A representative procedure for the hydrogenation and in situ N-protection to 5c is as follows: A 500 mL Parr hydro-genation vessel was charged with [(diphenylmethyl-ene)amino]cyclopropyl benzyl ester (4, 50.0 g, 141 mmol) followed by MeOH (300 mL) and wet Pd(OH)₂/C (12.5 g, 20 wt.% Pd). The mixture was shaken under 40 psi of H₂ for 1.5 h then assayed to show quantitative formation of toluene and diphenylmethane. The crude ACC stream was charged with MeOH (36 mL), ethyl trifluoroacetate (50.4 mL, 422 mmol) and Et₃N (58.8 mL, 422 mmol) and heated to 50 °C for 3 h. The slurry was cooled to r.t., filtered through a pad of solka floc, and concentrated. The resulting residue was treated with HCl (3 M, 166 mL), stirred for 30 min and washed with heptane (3 × 140 mL). This removes the diphenylmethane by-product. The aqueous solution was saturated with NaCl and the TFA-ACC was extracted with i-PrOAc (3 × 140 mL).

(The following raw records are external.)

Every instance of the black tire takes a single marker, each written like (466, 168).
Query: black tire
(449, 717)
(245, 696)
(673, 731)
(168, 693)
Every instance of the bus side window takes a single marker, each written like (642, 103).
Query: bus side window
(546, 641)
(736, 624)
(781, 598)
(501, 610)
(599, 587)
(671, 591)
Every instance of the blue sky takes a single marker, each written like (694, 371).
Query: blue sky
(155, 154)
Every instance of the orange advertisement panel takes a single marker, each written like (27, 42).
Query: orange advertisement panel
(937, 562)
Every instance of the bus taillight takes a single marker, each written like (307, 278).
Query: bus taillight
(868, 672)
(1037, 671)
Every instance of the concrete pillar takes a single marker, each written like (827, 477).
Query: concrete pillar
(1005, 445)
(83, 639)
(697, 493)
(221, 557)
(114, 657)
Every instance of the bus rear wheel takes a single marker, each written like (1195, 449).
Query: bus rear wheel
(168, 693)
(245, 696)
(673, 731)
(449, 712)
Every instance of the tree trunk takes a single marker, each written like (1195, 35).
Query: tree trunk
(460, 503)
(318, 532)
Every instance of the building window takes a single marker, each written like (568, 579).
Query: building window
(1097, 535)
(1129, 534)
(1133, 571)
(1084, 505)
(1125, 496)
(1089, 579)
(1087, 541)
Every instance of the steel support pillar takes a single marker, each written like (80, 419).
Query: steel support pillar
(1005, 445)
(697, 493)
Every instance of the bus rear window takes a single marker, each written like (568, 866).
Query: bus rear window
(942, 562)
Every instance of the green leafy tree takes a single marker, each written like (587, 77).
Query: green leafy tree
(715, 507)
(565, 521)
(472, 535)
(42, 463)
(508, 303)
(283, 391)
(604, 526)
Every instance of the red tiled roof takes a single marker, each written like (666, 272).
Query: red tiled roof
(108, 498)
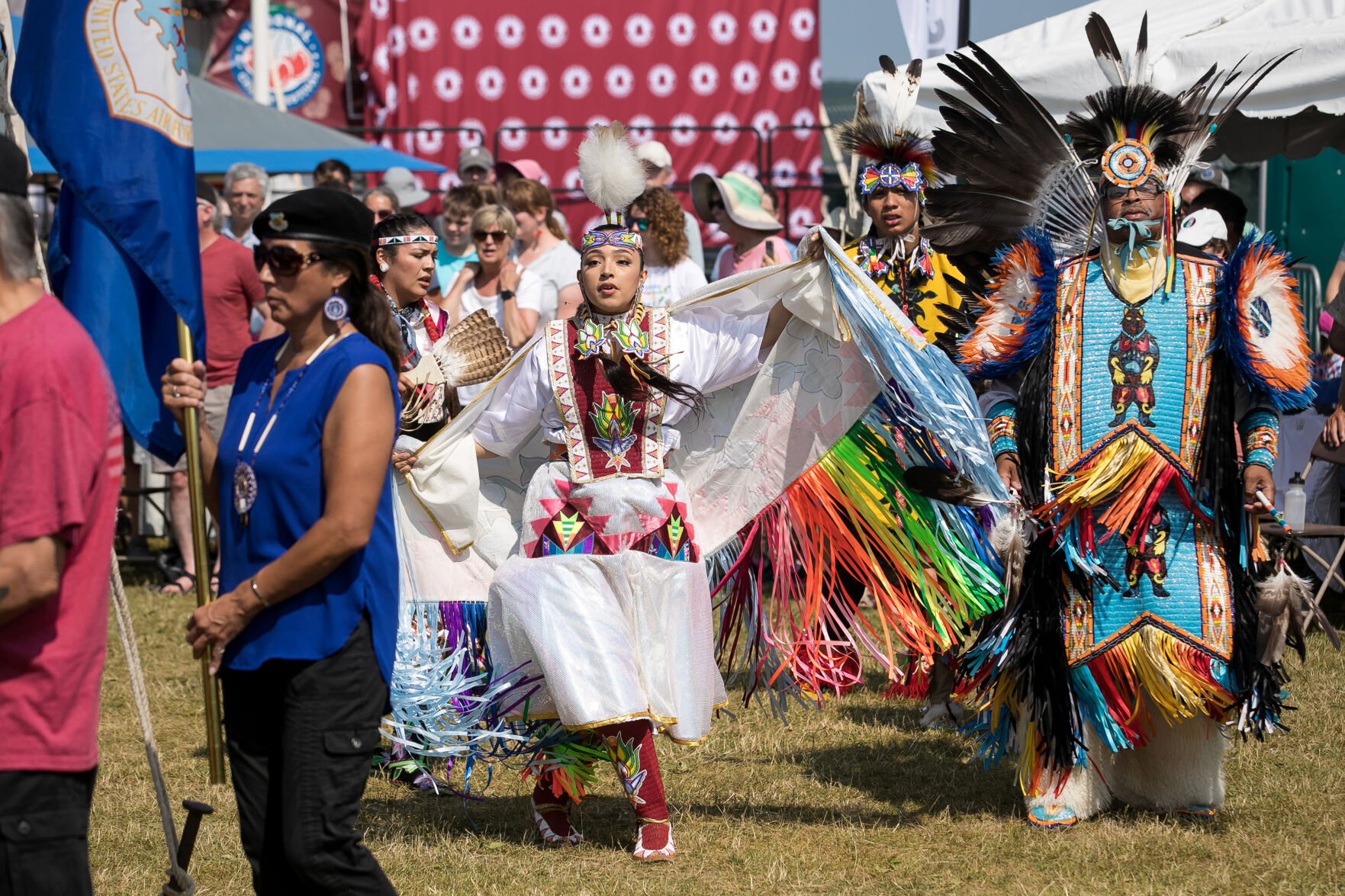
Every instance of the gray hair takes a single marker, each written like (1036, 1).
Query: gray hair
(388, 193)
(18, 239)
(246, 171)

The combined TFA-ACC extracts were concentrated while adding heptane to 144 mg/mL. Concentration and crystallization from heptane-i-PrOAc (8:1) gave 22.2 g (80%, 113 mmol) of TFA-ACC(5c) as a white crystalline solid, mp 174 °C. ¹H NMR (300 MHz, CDCl₃): δ = 12.74 (s, 1 H), 9.91 (s, 1 H), 1.37 (dd, J = 7.8, 4.5 Hz, 2 H), 1.09 (dd, J = 7.8, 4.5 Hz, 2 H). ¹³C NMR (75 MHz, CDCl₃): δ = 172.8, 157.8 (t, J = 36 Hz, 1C), 116.3 (t, J = 293 Hz, 1 C), 118.2, 114.3, 33.2, 16.5. ¹⁹F NMR: δ = -75.0.